The use of a static blacklist/whitelist without any update mechanism confirms that this app is adware. The high download count is concerning and demonstrates how easily malware authors can trick users into downloading junk apps. Additionally, the app is not entirely free, offering a paid upgrade. If future updates include other types of malware, it could seriously harm users’ devices.

Despite having a 4-star rating, not all downloads are necessarily genuine. It is common practice for bots to generate fake downloads and post positive reviews, artificially boosting the app’s ratings.
Note: At the time of writing the blog the app is present on play.

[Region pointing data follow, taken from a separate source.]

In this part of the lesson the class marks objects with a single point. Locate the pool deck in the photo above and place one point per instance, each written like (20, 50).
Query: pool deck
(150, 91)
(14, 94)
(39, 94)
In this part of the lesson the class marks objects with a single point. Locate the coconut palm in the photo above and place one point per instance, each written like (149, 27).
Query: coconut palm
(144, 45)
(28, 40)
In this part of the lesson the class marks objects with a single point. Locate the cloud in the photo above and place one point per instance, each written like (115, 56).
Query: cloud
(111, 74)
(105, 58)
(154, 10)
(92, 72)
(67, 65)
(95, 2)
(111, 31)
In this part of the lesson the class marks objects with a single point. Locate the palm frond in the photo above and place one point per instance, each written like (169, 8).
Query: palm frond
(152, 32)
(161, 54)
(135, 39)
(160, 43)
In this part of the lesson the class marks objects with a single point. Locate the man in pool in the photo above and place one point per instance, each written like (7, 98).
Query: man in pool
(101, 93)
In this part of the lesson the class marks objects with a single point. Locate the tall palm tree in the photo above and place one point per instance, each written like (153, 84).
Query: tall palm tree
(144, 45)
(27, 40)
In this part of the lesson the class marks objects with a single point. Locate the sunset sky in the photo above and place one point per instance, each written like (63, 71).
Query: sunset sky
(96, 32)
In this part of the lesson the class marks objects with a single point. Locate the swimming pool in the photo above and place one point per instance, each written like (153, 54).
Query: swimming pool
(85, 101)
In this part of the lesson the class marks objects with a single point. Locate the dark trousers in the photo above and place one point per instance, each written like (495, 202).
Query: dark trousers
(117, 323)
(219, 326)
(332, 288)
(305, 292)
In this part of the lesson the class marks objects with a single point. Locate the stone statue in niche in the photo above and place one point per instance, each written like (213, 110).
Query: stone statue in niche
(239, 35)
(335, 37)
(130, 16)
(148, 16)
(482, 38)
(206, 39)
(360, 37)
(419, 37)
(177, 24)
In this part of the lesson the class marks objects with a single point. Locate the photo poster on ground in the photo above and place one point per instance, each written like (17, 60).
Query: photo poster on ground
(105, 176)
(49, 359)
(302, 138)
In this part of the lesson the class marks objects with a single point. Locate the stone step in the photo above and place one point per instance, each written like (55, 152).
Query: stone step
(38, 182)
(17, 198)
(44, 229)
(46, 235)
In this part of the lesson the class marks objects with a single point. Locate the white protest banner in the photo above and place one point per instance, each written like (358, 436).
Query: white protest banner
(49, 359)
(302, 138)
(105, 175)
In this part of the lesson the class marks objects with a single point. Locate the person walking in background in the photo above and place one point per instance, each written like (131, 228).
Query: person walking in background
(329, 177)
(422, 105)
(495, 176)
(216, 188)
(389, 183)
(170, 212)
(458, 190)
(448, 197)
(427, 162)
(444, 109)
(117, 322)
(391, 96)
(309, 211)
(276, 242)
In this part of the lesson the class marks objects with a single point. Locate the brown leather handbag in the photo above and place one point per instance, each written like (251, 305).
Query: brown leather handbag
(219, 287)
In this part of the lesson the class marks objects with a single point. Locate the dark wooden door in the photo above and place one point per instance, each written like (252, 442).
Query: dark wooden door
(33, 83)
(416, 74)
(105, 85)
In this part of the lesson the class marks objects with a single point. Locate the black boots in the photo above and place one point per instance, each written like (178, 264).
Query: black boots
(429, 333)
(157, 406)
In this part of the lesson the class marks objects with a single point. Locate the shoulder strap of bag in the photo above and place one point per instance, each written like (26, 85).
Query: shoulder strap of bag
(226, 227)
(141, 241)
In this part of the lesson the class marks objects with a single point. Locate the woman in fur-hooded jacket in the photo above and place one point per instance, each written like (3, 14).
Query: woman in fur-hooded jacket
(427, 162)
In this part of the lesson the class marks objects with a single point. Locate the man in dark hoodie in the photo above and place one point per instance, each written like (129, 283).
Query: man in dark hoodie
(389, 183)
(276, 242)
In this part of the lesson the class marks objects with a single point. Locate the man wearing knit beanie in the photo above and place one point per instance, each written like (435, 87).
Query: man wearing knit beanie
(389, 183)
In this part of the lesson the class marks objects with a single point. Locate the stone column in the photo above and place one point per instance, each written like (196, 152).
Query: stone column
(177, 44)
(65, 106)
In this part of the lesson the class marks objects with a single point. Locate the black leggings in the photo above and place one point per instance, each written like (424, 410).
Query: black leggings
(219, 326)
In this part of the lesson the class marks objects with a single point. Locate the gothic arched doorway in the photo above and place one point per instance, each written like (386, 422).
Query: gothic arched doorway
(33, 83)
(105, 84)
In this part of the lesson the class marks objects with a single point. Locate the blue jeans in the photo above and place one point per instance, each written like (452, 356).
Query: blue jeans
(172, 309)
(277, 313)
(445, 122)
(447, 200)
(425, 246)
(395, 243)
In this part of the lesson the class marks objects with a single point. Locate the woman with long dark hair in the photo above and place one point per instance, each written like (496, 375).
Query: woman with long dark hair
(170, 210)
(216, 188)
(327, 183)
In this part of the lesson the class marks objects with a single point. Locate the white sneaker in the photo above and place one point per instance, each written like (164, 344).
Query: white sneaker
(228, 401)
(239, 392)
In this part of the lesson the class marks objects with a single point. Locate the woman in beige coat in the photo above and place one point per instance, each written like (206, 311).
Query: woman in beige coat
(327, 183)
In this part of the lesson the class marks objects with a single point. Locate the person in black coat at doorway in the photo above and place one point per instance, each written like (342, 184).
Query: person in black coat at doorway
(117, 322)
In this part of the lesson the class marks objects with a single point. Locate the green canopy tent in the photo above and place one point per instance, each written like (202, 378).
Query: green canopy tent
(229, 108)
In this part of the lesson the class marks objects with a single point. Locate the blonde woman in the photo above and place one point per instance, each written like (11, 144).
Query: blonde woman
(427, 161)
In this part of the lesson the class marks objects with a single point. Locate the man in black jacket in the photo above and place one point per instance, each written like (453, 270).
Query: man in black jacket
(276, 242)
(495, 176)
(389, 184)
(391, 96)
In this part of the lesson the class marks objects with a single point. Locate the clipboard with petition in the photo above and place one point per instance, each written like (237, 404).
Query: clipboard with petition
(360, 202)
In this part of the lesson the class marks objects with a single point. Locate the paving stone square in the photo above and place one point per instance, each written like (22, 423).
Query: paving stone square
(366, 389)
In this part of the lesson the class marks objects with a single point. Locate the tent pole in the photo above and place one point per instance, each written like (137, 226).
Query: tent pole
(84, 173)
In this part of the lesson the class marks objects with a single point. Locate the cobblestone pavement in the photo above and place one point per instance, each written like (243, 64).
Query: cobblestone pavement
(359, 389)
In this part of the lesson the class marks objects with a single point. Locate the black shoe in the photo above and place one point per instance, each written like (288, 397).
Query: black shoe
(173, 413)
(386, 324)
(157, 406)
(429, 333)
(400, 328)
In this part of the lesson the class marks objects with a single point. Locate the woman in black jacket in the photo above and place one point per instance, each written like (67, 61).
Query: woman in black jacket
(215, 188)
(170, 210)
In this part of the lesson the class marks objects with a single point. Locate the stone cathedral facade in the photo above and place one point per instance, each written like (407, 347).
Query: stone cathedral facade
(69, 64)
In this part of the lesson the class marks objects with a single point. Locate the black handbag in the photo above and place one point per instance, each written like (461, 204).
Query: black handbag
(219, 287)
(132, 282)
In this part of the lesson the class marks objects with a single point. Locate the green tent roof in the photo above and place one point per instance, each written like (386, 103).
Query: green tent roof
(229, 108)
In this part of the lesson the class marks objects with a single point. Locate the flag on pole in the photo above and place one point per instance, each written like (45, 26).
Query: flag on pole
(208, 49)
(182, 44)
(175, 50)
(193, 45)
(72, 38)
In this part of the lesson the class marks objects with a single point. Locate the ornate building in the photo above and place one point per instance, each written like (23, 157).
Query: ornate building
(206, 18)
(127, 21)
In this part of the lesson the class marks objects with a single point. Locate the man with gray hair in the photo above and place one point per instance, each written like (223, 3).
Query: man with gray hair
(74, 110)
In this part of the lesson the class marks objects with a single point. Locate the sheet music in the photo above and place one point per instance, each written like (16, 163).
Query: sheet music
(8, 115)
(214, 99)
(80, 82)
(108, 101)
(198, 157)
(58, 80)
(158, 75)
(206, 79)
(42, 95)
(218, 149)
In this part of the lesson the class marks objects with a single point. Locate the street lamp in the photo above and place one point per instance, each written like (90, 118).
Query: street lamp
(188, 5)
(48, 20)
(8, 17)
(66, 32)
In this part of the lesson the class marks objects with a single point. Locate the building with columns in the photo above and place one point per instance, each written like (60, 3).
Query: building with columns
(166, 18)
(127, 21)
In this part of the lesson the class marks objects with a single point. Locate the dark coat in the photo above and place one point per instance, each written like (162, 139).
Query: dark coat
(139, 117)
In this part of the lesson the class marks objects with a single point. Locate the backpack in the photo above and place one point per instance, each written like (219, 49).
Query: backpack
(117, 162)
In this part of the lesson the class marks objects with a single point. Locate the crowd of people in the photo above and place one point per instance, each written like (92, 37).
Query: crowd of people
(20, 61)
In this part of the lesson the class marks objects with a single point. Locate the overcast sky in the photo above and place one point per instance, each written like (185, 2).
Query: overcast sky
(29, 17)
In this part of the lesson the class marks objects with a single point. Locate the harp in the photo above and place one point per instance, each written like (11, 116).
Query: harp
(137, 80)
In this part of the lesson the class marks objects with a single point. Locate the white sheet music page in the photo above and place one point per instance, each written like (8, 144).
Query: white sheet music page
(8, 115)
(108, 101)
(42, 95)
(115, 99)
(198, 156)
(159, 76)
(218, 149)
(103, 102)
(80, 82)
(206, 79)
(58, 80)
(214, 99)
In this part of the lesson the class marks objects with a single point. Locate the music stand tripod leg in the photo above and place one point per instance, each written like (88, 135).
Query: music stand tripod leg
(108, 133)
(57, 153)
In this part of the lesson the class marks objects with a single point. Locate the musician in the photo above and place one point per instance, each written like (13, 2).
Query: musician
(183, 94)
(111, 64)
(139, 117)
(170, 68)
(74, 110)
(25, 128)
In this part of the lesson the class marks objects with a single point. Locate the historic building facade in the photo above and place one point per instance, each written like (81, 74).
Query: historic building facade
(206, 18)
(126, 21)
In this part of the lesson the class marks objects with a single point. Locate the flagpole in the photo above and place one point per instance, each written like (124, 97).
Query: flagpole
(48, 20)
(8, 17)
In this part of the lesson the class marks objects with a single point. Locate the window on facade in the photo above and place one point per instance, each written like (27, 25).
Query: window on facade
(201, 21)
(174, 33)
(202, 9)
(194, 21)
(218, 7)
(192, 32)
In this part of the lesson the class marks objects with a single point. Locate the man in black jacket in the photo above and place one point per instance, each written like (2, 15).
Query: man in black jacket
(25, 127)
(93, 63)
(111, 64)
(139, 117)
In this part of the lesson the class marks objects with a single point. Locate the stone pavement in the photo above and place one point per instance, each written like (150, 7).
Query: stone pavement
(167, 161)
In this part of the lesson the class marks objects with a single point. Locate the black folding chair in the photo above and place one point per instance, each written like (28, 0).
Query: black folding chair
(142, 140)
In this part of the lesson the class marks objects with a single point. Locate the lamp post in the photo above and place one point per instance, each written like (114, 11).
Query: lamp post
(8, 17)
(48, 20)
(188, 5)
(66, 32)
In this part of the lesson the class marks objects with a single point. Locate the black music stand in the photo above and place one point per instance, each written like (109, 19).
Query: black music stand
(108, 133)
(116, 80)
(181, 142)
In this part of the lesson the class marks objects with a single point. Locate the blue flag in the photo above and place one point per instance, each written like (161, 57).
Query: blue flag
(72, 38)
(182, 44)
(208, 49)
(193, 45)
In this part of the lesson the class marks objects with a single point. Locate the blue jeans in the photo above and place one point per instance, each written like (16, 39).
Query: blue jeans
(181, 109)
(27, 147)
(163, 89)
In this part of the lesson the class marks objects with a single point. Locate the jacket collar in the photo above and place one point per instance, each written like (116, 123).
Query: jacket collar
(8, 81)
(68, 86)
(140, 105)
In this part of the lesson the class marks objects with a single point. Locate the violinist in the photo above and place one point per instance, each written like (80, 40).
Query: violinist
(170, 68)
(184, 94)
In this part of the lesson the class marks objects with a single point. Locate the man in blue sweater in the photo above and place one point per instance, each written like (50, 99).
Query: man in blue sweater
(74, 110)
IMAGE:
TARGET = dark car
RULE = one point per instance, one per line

How To Stay Safe From Fake Mobile Apps

1. Check an app’s description before you download it.
2. Check the app developer’s name and their website. If the name sounds strange or odd, you have all the reasons to suspect it.
3. Go through the reviews and ratings of the app. But, note that these can also be faked.
4. Avoid downloading apps from third-party app stores.
5. Use a reliable mobile antivirus (like Quick Heal Total Security for Android), that can prevent fake and malicious apps from getting installed on your phone.